In C int type can having following +ve range of values 2,147,483,647

source:https://msdn.microsoft.com/en-IN/library/s3f49ktz.aspx

I would like to know what happens if I assign values greater than int can hold, how the values are truncated or what is exactly stored, if I do this

int var=2147483648;

int var = 2147483648;

The actual behavior for signed integers is implementation-defined. Most possibly the value will be narrowed (in other words "cut-of") to four least significant bytes (assuming that sizeof(int) = 4).

The constant 2147483648 is likely of type long (or long long if former is not enough to hold it), so what is actually happening here is like:

int var = (int) 2147483648LL;

The actual value after conversion is -2147483648 as only sign bit is set (assuming two's complement representation).

Citing from C11 (N1570) §6.3.1.3/p3 Signed and unsigned integers (emphasis mine):

Otherwise, the new type is signed and the value cannot be represented in it; either the result is implementation-defined or an implementation-defined signal is raised.

For instance, with GCC, the result is to reduce result modulo 2^N, which is effectively the same as bytes "cut off":

For conversion to a type of width N, the value is reduced modulo 2^N to be within range of the type; no signal is raised.

As you cited the linked statement, it is wrong. However, the linked page states correctly that it is valid for that specific implementation. Read the standard for minimum ranges of the standard types.

Actual sizes are in limits.h. You should not rely on anything else. If you need a specific size, use stdint.h types.

If you assign a signed value to an object which cannot hold that value, the result is implementation defined. A proper compilers allows to enable warnings for such issues - use them!
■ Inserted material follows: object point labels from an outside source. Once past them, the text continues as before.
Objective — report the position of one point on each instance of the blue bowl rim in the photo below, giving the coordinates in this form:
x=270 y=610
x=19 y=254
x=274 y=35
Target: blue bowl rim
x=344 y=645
OTOH, for an unsigned value, it is very well defined (same section of the standard). Simply put, the upper bits are just ignored.

Typically if the type is initialised in the source code, as in your example, you could get a compiler warning or error. Compile with highest warning levels possible.

If the overflow is the result of a calculation, it would be undefined. In practice this results in a wrap around or truncation, possibly with an overflow error.

In C, there is no checking for overflow. The result is implementation defined.